Carolina Giants
From: lamarzulli.net
By: Joseph Riverwind
Macanabo’s steely gaze swept across the vast ocean horizon as if he was going to find something new that had never been seen before. As he knelt in the soft sand something was making him uncomfortable but he could not find the source of his uneasiness.
Everything seemed right; the smell of salt air came in waves with every breath of wind while the sea gulls sang their feeding songs as they hung suspended in space waiting to catch a juicy fish down below.
Slowly Macanabo stood up as the sun’s rays landed upon his thick frame. He easily stood the size of a long spear (8 feet) with a physical frame that looked as if he had been sculpted from
marble. Dark bronze skin covered him with long, straight black hair tied in a top knot and reaching down the length of his sinewy back. His broad neck was adorned with pearls which is why the men had been out this morning. His almond shaped eyes rested evenly with his chiseled nose as a middle marker.
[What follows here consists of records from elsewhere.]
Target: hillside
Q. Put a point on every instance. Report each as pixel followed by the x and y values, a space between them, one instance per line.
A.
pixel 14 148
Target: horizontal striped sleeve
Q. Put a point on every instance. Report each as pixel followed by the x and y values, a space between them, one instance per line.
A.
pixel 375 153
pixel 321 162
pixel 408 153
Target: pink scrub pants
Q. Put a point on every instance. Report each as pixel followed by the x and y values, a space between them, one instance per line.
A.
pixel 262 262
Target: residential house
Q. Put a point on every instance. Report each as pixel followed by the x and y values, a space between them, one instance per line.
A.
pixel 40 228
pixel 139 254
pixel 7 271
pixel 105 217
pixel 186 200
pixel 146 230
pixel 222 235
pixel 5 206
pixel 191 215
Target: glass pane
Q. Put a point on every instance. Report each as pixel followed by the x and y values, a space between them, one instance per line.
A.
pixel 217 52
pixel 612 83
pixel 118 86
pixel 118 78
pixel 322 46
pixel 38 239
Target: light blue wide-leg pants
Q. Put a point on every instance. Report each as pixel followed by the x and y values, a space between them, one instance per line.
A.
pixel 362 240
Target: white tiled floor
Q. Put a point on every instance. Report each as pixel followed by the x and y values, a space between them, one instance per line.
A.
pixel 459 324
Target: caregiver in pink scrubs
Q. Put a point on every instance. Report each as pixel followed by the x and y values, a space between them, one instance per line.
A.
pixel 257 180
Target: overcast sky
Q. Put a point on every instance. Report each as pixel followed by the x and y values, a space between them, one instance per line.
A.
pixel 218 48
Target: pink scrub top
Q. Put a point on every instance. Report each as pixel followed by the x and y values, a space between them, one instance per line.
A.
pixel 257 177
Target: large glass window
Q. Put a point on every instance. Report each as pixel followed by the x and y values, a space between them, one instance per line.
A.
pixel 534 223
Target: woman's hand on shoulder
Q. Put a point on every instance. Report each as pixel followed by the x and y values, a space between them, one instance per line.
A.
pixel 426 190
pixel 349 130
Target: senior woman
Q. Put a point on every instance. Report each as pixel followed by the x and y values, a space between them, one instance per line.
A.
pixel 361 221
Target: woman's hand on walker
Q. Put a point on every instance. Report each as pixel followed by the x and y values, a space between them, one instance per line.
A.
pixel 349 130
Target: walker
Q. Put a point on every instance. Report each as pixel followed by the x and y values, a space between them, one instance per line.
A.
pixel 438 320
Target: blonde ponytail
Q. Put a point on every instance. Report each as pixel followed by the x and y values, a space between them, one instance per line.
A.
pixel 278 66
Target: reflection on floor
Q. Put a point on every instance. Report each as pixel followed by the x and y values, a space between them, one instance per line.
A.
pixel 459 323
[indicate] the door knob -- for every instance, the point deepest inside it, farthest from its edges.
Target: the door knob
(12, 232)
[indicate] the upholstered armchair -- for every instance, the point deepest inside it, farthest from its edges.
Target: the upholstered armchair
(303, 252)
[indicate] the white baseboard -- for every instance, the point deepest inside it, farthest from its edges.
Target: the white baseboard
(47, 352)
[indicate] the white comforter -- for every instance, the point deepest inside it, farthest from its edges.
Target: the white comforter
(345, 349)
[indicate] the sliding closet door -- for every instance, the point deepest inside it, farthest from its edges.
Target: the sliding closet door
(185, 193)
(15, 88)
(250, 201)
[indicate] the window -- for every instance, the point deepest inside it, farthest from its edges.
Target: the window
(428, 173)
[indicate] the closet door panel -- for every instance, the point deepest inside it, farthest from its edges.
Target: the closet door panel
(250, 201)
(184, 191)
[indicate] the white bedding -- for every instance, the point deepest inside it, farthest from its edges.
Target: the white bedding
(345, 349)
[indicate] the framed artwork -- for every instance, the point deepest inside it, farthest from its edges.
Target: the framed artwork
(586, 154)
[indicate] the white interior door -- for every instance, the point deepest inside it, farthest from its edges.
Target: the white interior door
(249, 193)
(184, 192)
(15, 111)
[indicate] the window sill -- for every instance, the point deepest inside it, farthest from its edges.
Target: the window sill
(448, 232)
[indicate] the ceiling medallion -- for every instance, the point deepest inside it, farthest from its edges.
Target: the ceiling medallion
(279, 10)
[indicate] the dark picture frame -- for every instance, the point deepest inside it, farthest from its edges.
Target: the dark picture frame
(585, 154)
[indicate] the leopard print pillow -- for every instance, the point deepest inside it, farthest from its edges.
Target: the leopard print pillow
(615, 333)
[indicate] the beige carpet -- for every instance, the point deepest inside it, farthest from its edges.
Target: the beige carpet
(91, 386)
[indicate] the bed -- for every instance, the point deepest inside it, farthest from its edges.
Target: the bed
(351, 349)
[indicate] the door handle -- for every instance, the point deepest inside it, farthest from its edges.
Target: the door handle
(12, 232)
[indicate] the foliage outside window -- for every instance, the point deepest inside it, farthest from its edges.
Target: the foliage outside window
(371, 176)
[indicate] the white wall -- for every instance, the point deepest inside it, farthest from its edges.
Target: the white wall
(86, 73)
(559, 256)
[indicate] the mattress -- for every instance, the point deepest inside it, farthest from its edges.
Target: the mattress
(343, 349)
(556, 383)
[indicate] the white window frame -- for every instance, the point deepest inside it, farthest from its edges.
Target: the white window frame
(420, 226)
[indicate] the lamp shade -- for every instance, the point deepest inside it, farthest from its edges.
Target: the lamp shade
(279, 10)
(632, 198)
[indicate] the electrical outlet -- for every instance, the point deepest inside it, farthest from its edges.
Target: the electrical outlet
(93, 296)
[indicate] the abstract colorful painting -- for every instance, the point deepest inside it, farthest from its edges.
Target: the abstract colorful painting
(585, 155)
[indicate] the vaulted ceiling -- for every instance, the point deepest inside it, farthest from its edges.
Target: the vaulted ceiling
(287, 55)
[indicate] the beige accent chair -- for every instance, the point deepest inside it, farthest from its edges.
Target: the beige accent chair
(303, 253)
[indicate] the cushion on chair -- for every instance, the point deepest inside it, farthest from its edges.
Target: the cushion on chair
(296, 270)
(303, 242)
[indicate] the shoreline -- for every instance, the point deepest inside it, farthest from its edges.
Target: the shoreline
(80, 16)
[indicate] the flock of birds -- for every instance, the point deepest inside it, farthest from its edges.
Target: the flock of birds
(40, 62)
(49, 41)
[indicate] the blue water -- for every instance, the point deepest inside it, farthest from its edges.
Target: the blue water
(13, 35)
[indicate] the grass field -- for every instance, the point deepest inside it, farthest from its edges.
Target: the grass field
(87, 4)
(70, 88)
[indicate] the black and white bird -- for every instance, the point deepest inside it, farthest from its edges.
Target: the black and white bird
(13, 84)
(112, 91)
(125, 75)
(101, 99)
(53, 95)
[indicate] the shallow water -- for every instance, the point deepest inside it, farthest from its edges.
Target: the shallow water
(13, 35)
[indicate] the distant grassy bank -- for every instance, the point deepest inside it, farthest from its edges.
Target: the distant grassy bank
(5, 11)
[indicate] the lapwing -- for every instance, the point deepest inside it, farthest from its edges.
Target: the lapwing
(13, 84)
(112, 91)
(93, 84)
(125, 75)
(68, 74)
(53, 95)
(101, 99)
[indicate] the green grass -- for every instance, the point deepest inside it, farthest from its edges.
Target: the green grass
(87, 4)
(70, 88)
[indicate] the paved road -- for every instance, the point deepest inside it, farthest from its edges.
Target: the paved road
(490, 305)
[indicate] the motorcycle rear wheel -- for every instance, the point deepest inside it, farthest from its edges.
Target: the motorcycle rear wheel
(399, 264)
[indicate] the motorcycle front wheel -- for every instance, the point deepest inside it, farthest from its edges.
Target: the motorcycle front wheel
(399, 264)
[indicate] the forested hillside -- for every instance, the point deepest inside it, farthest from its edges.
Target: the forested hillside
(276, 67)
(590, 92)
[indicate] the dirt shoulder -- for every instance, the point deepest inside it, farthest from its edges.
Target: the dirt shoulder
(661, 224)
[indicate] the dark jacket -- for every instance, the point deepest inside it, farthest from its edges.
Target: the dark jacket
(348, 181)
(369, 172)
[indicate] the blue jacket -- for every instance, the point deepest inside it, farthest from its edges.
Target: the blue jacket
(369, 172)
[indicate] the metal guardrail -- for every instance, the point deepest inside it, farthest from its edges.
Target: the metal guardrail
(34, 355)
His ears were pierced with studs and solid black tattoos with various intricate designs placed on his body.
Nearby were his baira (bow and arrows) and his macana (warclub) which had seen many uses in raids against the much smaller Arawak and Lucayan people throughout the other islands. Even
though this part of the land of giants, called Chicora, were mainly pearl harvesters there were warriors who lived among them.
On this day it was the Chicora pearl divers who saw the strange canoe floating towards them from the south. Little did Macanabo know how quickly his life was going to change as the old stories of these strange men who commanded fire and thunder landed on the shores of his people.
In 1496 the Spanish had established a colony in Kiskeya (Santo Domingo) and after brutally enslaving the native Arawak population they found themselves with a shortage of slaves to
mine their gold because so many died of overworking, disease and murder. Pedro Salazar, mayor of La Concepcion, set out to find more slaves by sailing north instead of the usual east
and south from 1514-1516.
Salazar passed the Bahama Islands, ancestral lands of the Lucayan Native Americans known to them as Guanahani eventually making landfall somewhere betweenthe coast of modern day Georgia and Cape Fear. It was on an outlying island where he encountered a village of giants which
caused Salazar to name the place “The Land of the Giants”.
Salazar captured 70 giant slaves and sold them at the market in Kiskeya but he kept one who became a very well-known Native American of his time by the name of Franciso Chicora. Francisco, was over 7ft tall by oral accounts, adopted the Catholic faith and quickly learned to speak Spanish.
It was then that Francisco’s Native American oral tradition of the land, its history and
resources captivated the Spanish Crown. Francisco also spoke of Datha, another Giant King who was even taller than Francisco! Datha ruled a village of pale skinned, red haired, bearded giants off the coast of the Carolinas who would be encountered by the Spaniards in later years.
It was Francisco Chicora, the captured Native American giant, and his stories of the interior that caused the first Spanish expeditions into South Carolina to be launched which ended up with the first Spanish settlement being built in South Carolina. San Miguel de Guadalpe (1526 est.)